Nuestra vida, ¿está preservada de la corrupción?

Bienvenidos a esta reflexión desde la Palabra de Dios en el V Domingo del tiempo Ordinario.

A Jesús lo sigue escuchando una multitud en el Sermón de la Montaña, sus discípulos están cerca de Él; así que después de las bienaventuranzas, les deja claro que no es sólo una doctrina o mensaje que quedará en el viento, sino un compromiso de vida, y ellos serán los que a través de su estilo de vida van a ser fermento para que ese mensaje se difunda y se viva. Podemos decir que está dando los lineamientos del perfil de todo cristiano y define de forma atractiva con dos imágenes la identidad de sus seguidores, les dice: “Ustedes son la sal de la tierra… ustedes son la luz del mundo”. Escuchemos bien, “son la sal de la tierra”, no les dice “un día llegarán a ser sal”, si ustedes quieren “pueden llegar a ser sal”; no les pregunta: “¿quieren ser sal?”. Es más bien un afirmativo, que se realiza en el aquí y en el ahora; es decir, “ya son sal”, “ya son luz”, su misión en la tierra ya ha iniciado.

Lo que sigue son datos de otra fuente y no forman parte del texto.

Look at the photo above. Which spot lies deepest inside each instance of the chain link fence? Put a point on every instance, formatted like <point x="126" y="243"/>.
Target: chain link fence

Por nuestro bautismo somos sal de la tierra y luz del mundo; es algo propio de nuestro ser cristiano. Nuestra FE no termina en conceptos, nuestra fe se muestra en la vida ordinaria y ésta es capaz de iluminar las realidades oscuras de nuestra sociedad y de dar sabor y sentido a aquellas dificultades que por anunciar y vivir el Evangelio nos cuesta comprender. La sal es un elemento indispensable para la vida: sazona los alimentos, purifica y preserva de la corrupción. La comida sin sal no tiene sabor, es insípida, no agrada al paladar. Jesús nos ha dado la sal para dar sabor, y la sal tiene sentido si da sabor a las cosas, de lo contrario, será un producto inservible que habría que tirar. Para dar sabor y servir como condimento, la sal tiene que diluirse, tiene que perder su estado de sal; es su objetivo servir para condimentar, aunque condimentando tiene que desaparecer. Así la comunidad cristiana no existe para sí misma, sino para servir y dar testimonio de Cristo. Así como el arte de la sal radica en disolverse, en llegar a ser nada para dar el toque al todo, así ha de ser la comunidad cristiana.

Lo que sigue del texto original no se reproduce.